横田:マイクの持ち込みとかされるのはどうなんですか?
小林:いや全然。自分の声に合ったマイクを持って来てると思うから、全然ありがたいと思う。
もやし(893):マイクってそんなに違うんですか?
小林:アンプが変われば音が全然変わるのと一緒で、やっぱりマイクが変われば全然音が変わるし…
横田:お気に入りのマイクとかありますか?小林:お気に入りのマイク!?あのねベイヤーっていう会社があってフィル・コリンズとかが良く使ってるマイクで、すごく繊細な音がする。ペパーとかでは使えないんだけど(笑)。
武市:今ペパーはPAを3人でやられてて、音作りに対するこだわりみたいなものが一人一人違うんじゃないかって思ってて。小林さんの音作りのこだわりってありますか?
小林:俺はどっちかっていうと出てくるものをそのまま出す。加工はしない。そのまま増幅してあげるだけみたいな感じかな、最近特に。その場所とか、出てるバンドとかにもよるんだけど、ペパーとかでやるぶんにはやっぱりどうしても生音もかなり重要なポイント占めてくるから。客席で聴いてて生音がガツっときてそれのフォローみたいな感じで上のスピーカーから出てるっていう感じだから。そのギャップはあんまり付けない方がいいのかなって。生音とPAの音は同じような感じで出す。
斉木(893):音がでかすぎると困るとかってありますか?
小林:いやでかいのはでかいでいいんだけど、全体がでかくないと。ギターだけがでかいとか、そうなるとやりにくい。バランスがとれない。ギターがでかいならドラムもベースもボーカルもでかくして欲しい。
由紀:中音でバランスがとれてると思う時はそれでいいんですか?
小林:うん。それがそのバンドのバランスだから全然OKですよ。
横田:僕はもともとDJをやってて。DJで曲を作るっていうのがあまりよく分かってなくて。HIP HOPから入ったんですけど、サンプリングで誰かが作った音を使って、さらにそれを加工して出してみたいな感じだったんですけど。音がどういうふうに変わるんかっていうのを学べたらいいなと思って専門学校行ってたんですけど、だからといって全く別の音にはならなくて。だったら別にサンプリングしなくてもいいなって思って。で、好きな音とかグっと来る音ってあるじゃないですか。音の質感とか。で、こういう音が作りたいって思うから曲を作るんですけど、小林さんはドナルド・フェイゲンとかを聴いてこういうふうな音が作りたいなあとかっていうのがあったんですか?
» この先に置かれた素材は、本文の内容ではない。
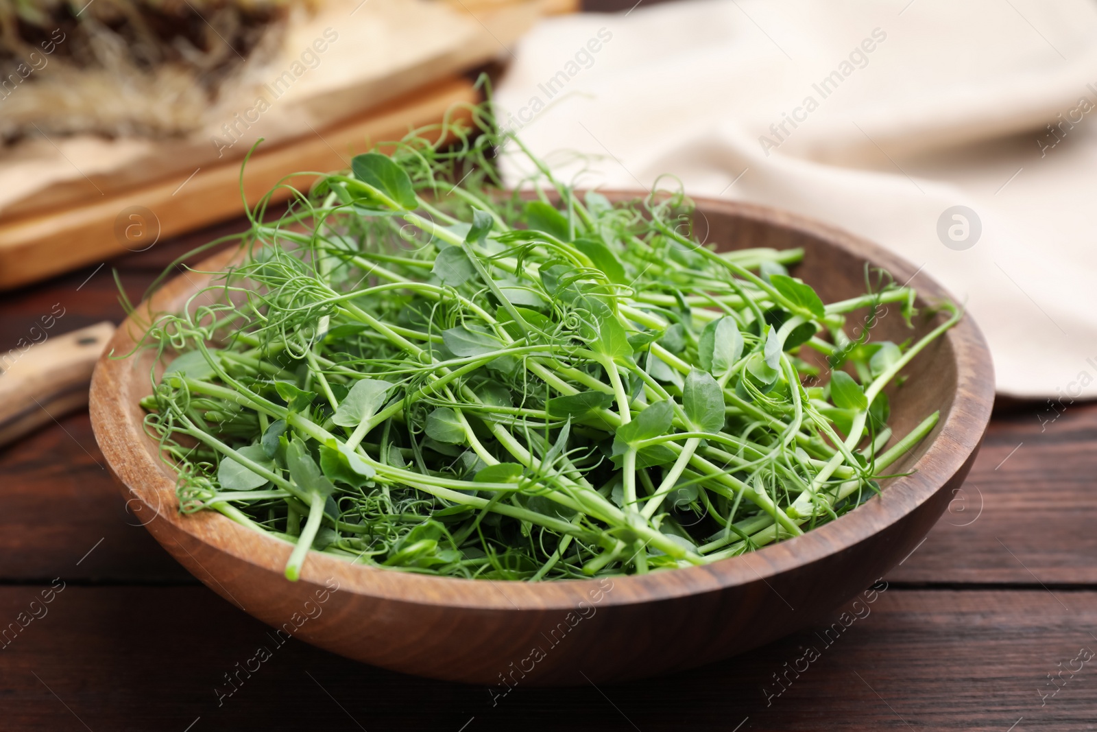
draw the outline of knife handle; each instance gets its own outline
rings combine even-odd
[[[26,350],[0,350],[0,447],[87,405],[91,372],[112,335],[112,323],[98,323]]]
小林:こういう音とか音質とかじゃなくて、空気感。空気の音がしっかりとれたらいいなあとは思う。そのバランスとか音質とかそういうのって、エンジニアが作るもんじゃないと思ってて。全体のバランスとか音を作るのはやっぱり演奏してる人たちだと思ってて。あとはその空気感。演奏する前の、一瞬、フっていくところの緊張感みたいなのが録れてればいいなっていうか、録りたいな…っていう感じかな。武市:ペパーに出てるバンドの人たちに何か言いたい事があれば。
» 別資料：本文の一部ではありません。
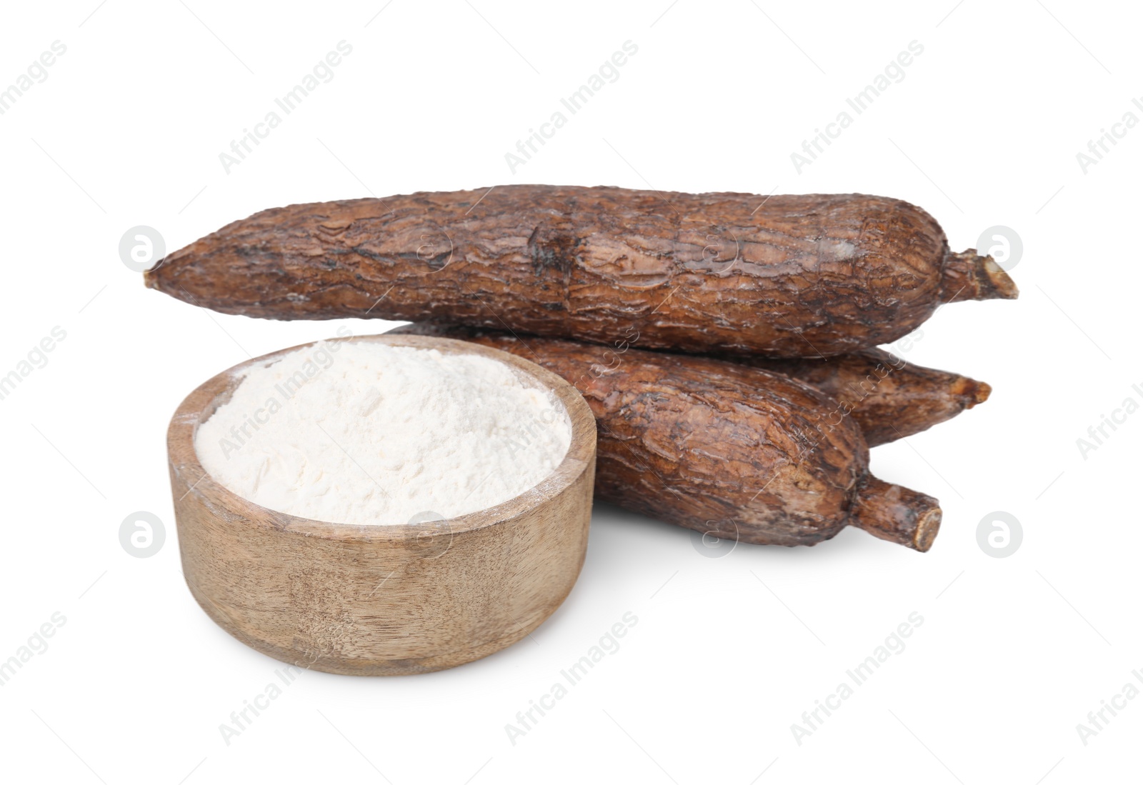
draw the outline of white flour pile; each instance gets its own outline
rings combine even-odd
[[[321,342],[249,369],[194,448],[215,480],[264,507],[368,526],[506,502],[570,441],[559,399],[505,363]]]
小林:まあこういう音響的な事を、分からないよりは分かってた方がいいと思うんだけど、それよりはやっぱりのびのびとやってくれたほうが。なんかこじんまりとやられるよりは、ハっちゃけてたほうが…。
武市:あー、それは安心しました。
小林:そのかわり壊さないでねっていう(笑)。
もやし:ハっちゃけたらマイク落す(笑)
小林:だから何をやるにしても意味を持ってやって欲しいかな。その場のノリとか雰囲気とかに流されるんじゃなくて、自分たちのバンドのカラーとか、やりたい事とかっていうのが、意味合いを持ってそういうパフォーマンスをやったほうがいいと思うなあ。
武市:ステージに上がりたくなったりはしないんですか?
小林:しない。もう恥ずかしくて。転換の時に行くのも恥ずかしいもん。
一同:笑
小林:お客さんがいる時とか、ジーっと見てるでしょ?もう客席の方に向けないもん。